God was concerned with the hearts of the people, not the height of the tower.
Moving eastward is a euphemism for moving away from God’s intention.
The Power of a Self-Centered Culture
John Chrysostom
This is what the human race has lost in particular, not being prepared to recognize the limitations of its own condition but always lusting for more, entertaining ambitions beyond its capacity. In this regard, too, when people who chase after things of the world acquire for themselves much wealth and status, they lose sight of their own nature..and aspire to such heights that they topple to the very depths.
Jerome
When the tower was being built up against God, those who were building it were disbanded for their own welfare. The conspiracy was evil. The dispersion was of true benefit even to those who were dispersed.
The Power of a Kingdom Centered Culture
Ephesians 4:1-16 NIV
As a prisoner for the Lord, then, I urge you to live a life worthy of the calling you have received. Be completely humble and gentle; be patient, bearing with one another in love. Make every effort to keep the unity of the Spirit through the bond of peace. There is one body and one Spirit, just as you were called to one hope when you were called; one Lord, one faith, one baptism; one God and Father of all, who is over all and through all and in all. But to each one of us grace has been given as Christ apportioned it.
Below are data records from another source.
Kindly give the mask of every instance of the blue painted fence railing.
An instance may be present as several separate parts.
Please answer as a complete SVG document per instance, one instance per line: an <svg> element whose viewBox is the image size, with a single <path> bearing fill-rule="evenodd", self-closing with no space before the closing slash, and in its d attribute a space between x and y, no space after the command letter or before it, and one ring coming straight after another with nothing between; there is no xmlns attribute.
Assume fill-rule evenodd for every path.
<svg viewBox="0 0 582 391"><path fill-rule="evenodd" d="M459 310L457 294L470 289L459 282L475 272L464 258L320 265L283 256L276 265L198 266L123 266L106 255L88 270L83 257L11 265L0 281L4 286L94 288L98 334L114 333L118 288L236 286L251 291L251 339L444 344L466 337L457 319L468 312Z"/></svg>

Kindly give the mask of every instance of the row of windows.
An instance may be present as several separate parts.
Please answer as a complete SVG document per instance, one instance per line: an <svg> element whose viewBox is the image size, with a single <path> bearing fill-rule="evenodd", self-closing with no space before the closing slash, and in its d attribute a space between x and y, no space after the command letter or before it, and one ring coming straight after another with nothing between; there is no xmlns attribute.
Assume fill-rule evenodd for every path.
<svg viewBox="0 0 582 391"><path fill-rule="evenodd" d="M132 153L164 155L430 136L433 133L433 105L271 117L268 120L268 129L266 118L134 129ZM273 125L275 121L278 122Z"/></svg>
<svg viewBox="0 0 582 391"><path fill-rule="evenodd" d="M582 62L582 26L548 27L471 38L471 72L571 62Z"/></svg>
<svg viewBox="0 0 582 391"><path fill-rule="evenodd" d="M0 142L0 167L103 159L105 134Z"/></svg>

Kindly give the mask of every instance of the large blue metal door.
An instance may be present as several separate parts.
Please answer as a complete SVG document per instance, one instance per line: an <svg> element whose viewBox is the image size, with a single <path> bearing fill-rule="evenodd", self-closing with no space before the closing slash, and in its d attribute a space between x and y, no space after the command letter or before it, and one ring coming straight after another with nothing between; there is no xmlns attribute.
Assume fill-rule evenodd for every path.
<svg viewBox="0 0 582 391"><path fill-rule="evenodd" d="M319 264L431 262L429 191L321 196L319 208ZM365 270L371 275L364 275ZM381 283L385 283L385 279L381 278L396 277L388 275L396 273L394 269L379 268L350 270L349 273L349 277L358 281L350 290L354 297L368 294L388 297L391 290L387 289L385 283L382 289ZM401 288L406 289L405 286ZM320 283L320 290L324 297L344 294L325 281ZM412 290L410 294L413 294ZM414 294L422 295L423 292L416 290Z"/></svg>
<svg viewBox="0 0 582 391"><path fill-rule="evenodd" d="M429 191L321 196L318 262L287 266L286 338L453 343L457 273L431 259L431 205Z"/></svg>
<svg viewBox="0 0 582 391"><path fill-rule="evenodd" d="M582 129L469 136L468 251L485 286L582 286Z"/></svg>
This is why it says: “When he ascended on high, he took many captives and gave gifts to his people.” (What does “he ascended” mean except that he also descended to the lower, earthly regions? He who descended is the very one who ascended higher than all the heavens, in order to fill the whole universe.) So Christ himself gave the apostles, the prophets, the evangelists, the pastors and teachers, to equip his people for works of service, so that the body of Christ may be built up until we all reach unity in the faith and in the knowledge of the Son of God and become mature, attaining to the whole measure of the fullness of Christ. Then we will no longer be infants, tossed back and forth by the waves, and blown here and there by every wind of teaching and by the cunning and craftiness of people in their deceitful scheming. Instead, speaking the truth in love, we will grow to become in every respect the mature body of him who is the head, that is, Christ. From him the whole body, joined and held together by every supporting ligament, grows and builds itself up in love, as each part does its work.